Using males in breeding gold selfies

This article is based on our personal experience in breeding gold selfies: it is likely that other breeders will express a different opinion, so do not take what is said here as an immutable truth, but solely as a personal point of view.

What is the role of the male in breeding selfies (besides the obvious answer – getting offspring)? What qualities do you need in a breeding male, and what do you want to achieve by using this particular individual to cover the females?

Cattle breeders have this phrase: the bull is half of the herd. The same can be said for the males in your herd of guinea pigs – although there are far fewer of them than females, they are half responsible for the quality of the offspring.

One could say that the ideal breeding male is an excellent show specimen (if such an animal exists at all), which, when mixed with an excellent show female, will produce an excellent show offspring. Of course, we all know that this is not so, however, the closer the animals in the herd to perfection, the greater the chance of getting a future winner of exhibitions. It is this theory that we have successfully adhered to when breeding black selfs, but with gold ones, the situation is more complicated. Black selfs can have a great personality – a short, broad head, good posture, and a short, silky coat. On the other hand, we considered most of the male gold selves to be clearly imperfect, only a few of them had show qualities. So, when forming a herd of a standard size – about 20 – 25 females – we decidedthat we need to keep a whole “squad” of males, since together, in our opinion, they have all the desired characteristics; and balance their use according to the qualities of the female.

Using males in breeding gold selfies

It often surprises me that people, turning to me for breeding animals, ask only for females. I can draw the only conclusion – they have a wonderful breeding male at home either from their own herd or from somewhere else, and mixing him with my females will give an excellent result (how they can assume this, not knowing the pedigree of my herd, remains a mystery). Or they are trying to breed their own breed after several generations (which is more understandable). However, based on the simple fact that I leave four times as many females as males for further breeding work (since on average I only need one male for four females), it can be understood that the quality of the males I offer for sale will be in generally higher than the quality of the females. Trust me,our local pet stores have had some pretty good golden males in the last couple of years.

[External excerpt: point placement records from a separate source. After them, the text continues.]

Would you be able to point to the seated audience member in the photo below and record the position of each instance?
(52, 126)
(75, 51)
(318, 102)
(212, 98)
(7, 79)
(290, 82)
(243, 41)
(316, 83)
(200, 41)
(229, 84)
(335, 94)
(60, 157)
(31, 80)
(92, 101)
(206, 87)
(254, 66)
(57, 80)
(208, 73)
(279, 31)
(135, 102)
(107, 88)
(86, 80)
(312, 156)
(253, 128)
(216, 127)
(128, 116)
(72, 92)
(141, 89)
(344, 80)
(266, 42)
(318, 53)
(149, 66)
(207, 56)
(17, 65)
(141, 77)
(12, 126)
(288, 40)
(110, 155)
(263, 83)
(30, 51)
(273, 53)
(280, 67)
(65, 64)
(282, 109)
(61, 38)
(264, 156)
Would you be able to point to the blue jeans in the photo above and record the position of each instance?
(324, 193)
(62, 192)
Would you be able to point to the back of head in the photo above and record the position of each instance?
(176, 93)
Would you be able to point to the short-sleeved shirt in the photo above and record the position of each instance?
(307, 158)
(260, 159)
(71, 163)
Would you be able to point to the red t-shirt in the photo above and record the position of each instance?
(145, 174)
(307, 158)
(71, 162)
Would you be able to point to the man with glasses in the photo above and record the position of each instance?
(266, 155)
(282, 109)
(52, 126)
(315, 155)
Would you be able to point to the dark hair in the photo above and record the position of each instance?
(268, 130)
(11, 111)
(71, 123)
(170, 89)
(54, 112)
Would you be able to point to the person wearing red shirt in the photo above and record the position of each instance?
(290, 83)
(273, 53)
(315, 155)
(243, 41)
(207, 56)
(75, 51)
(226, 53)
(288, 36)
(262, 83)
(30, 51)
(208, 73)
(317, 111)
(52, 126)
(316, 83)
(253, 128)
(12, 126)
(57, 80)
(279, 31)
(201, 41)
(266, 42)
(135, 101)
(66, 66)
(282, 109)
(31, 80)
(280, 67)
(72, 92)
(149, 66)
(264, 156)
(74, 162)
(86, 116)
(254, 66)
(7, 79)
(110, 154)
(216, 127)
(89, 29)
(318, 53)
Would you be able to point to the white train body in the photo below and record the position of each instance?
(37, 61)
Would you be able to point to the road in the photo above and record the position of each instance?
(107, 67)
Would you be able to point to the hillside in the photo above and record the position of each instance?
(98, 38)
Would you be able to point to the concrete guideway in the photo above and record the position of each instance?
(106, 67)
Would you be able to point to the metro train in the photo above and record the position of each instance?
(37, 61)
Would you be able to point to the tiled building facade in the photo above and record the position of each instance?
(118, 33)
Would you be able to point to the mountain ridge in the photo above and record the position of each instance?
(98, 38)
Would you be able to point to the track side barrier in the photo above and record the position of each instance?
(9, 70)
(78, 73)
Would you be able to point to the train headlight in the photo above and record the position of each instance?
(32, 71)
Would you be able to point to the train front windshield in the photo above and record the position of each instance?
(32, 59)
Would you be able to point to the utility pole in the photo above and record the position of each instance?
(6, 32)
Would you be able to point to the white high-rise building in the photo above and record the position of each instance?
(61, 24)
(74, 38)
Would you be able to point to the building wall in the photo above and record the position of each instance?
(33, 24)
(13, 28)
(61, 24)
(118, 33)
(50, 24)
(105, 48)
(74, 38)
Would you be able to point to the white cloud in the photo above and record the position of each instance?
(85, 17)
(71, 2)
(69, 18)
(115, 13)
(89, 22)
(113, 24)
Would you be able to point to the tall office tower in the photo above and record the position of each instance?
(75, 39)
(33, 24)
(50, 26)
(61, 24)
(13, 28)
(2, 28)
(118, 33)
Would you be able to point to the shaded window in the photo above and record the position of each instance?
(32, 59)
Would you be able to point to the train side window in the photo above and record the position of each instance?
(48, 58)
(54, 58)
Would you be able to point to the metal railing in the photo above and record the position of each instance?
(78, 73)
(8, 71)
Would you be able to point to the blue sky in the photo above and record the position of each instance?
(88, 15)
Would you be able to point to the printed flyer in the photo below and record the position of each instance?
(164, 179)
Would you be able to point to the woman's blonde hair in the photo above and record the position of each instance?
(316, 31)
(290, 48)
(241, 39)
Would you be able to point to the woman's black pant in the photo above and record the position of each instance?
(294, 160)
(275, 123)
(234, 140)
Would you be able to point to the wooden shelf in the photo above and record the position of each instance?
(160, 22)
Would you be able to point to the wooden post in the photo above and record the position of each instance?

Let us turn again to the world of cattle – in the last few years there have been numerous attempts to test the so-called “ability to transmit the necessary traits by inheritance.” That is, if a bull has a pronounced desired characteristic, then what is the likelihood that his offspring will also possess this trait, despite the fact that this characteristic is not perfect for the cows used. The results showed that some traits are more transmitted by the male and others by the female. Of course, there is no 100% guarantee, but is breeding an exact science? It looks like our guinea pig breeding also confirms these results.

When evaluating our pigs, we use 10 criteria: head width, head shape, muzzle, ears, eyes, posture, body shape, color, coat and size. Our five-year experience proves that some of these characteristics are mainly (but not always) transmitted from either the female or the male. This forces us to select males who are strong in some ways and females in others. As it turns out, these signs can be divided into two groups of five signs:

  • males – head width, drooping ears, posture, color and size;
  • females – profile, muzzle, eyes, body shape and coat.

These two lists are not mutually exclusive, as females very often possess some or all of the traits expected from the male line – and vice versa – although I must admit that short, rounded heads, large round eyes and short silky coats are not abundant in our golden males. …

As a rule, we do not resort to the so-called “intrafamily mating”, when a father and a daughter, a mother and a son, a brother and a sister are crossed with each other. Nevertheless, we have come to the conclusion that in order to capture the characteristics, it is necessary to engage in purebred breeding of the best animals, especially males. To achieve this, we took males with their granddaughters, as well as pigs with common grandparents. This method worked, and we have now achieved much more robustness of traits in the herd. Probably, this stability could have been achieved more quickly if we had recourse to “intrafamily mating”.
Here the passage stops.